Even when I was bleary-eyed and on my knees begging my husband to either kill or commit me, I didn't put the damn baby down. Why? Because an earlier study had shown that babies who are held a lot in their first year "bond" with their mothers and develop better immune systems and go on to become NASCAR heroes with their pictures on cereal boxes or something like that.
I am a slave to studies. Occasionally I'll make a decision on my own, like when the second child came along and I tossed him into his crib with a ham sandwich and a TV set and told him I'd come back when he could talk. But typically, I am the one anxiously clearing the pantry shelves of fats one day and filling them with Snackwells only to learn it was the refined flour that was killing me in the first place. Back came the fats, but not the trans fats. Out went the pretzels and in came the wonder foods --- oatmeal, blueberries, and pomegranates.
And why not follow the latest scientific findings? We are lucky to have all this data at our fingertips. Let's use it. Not everyone sees it my way, however. Recently, when I was explaining how important it is to eat dinner together --- lower juvenile delinquency and drug use, higher grades, etc. --- my kids fought back.
"Studies show, studies show," my 9-year-old said recently in exasperation.
"Why don't you take a chance," the snarky teen, the one I once held for 24 hours a day, added, "and actually learn something on your own?"
I'm not the only one being held hostage by scientific studies. For most Americans, it started with cholesterol in the '70s. Early studies correlated high cholesterol with clogged arteries and heart attacks, and we haven't been the same since. My father, in fact, had had his first heart attack in his mid-20s, so when a doctor told him to watch his diet, he signed right on.
Suddenly all food was suspect. My childhood was a roller-coaster ride of embracing and then rejecting the same foods --- margarine, eggs, pasta --- as new studies contradicted old ones, showing how healthy or, alternately, unhealthy these things were. And we weren't the only ones watching our diets. I remember the ads run by the panicking meat and milk industries that feared their products would be made obsolete.

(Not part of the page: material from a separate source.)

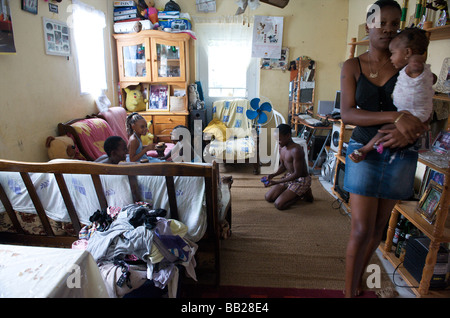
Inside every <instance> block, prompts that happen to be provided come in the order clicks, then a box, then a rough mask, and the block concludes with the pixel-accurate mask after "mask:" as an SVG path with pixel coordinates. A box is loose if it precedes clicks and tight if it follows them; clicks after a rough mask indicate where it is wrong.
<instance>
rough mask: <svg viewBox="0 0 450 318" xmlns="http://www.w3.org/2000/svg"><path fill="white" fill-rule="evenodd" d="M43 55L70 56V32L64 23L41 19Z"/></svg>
mask: <svg viewBox="0 0 450 318" xmlns="http://www.w3.org/2000/svg"><path fill="white" fill-rule="evenodd" d="M43 23H44V38H45V53H47V54H49V55H60V56H70V31H69V27H68V26H67V24H66V23H65V22H62V21H58V20H52V19H48V18H43Z"/></svg>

Fast forward to today. We're all in thrall of each new scientific-sounding health report, a trend not lost on the drug companies. In fact, there's even --- surprise surprise --- a new study that addresses this phenomenon. A recent report shows that pharmaceutical companies are systematically inventing diseases in order to sell more pills. Playing on our desire to first medicalize and then improve our lives, these companies exaggerate rare or mild diseases or characteristics for profit. For example, according to the report, a charley horse is now "restless leg syndrome," and ordinary shyness is "social anxiety disorder." And yup, you can buy medicine for both.
I'm a little behind in my reading. I need to integrate a whole pile of new studies into my family's life. Caffeine makes you smarter and a better listener, I just learned, so from now on I'll make my kids chug a Red Bull right before the school bus comes. I've temporarily lost my battle against video games because the children found a study that showed that game-playing surgeons have better outcomes in operations. I need to find an even newer study that shows that video games cause brain death or small penises.

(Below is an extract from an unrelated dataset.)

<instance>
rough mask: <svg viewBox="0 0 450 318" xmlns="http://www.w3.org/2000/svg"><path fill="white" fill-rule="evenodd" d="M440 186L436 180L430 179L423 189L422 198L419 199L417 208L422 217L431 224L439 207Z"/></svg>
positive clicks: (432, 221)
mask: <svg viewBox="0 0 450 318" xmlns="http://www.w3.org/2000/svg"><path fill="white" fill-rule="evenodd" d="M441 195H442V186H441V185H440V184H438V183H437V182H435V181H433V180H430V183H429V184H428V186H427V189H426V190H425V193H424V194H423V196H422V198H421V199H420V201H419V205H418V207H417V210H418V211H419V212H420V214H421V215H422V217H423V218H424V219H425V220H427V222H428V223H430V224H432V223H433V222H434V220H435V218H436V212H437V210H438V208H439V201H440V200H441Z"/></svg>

For now, I'm sticking with screaming and threatening. And how lovely for me that a recent study shows that people perform better in an atmosphere of fear. When it's chore time, I'm breaking out the whip. I'm sure my brother will love that. He once compared my parenting style to something you'd find in a "19th-century British orphanage." Fine, I used to think, he can let his urchins run wild in the streets for all I care. But when he learns --- as I just did --- that a recent study shows that strict parenting can lead to obese children, I'll never hear the end of it.
There are lots of stupid studies, like the one showing that macho men who handle lingerie or see sexy pictures lose their bargaining skills. Duh. My husband's favorite study has to be the one that found that ill people feel worse when their sympathetic spouse walks into the room. If the spouse is not sympathetic, there is no increase in pain experienced by the sick one. If a little bit of neglect is a good thing, my husband figures, a lot is even better.
For now I'll just keep smiling; even fake smiles can improve your mood, you know. If that's not enough, I'll zap that forehead crease --- the one that wrinkles when you frown --- with Botox. It'll make me happier. I have the report to prove it.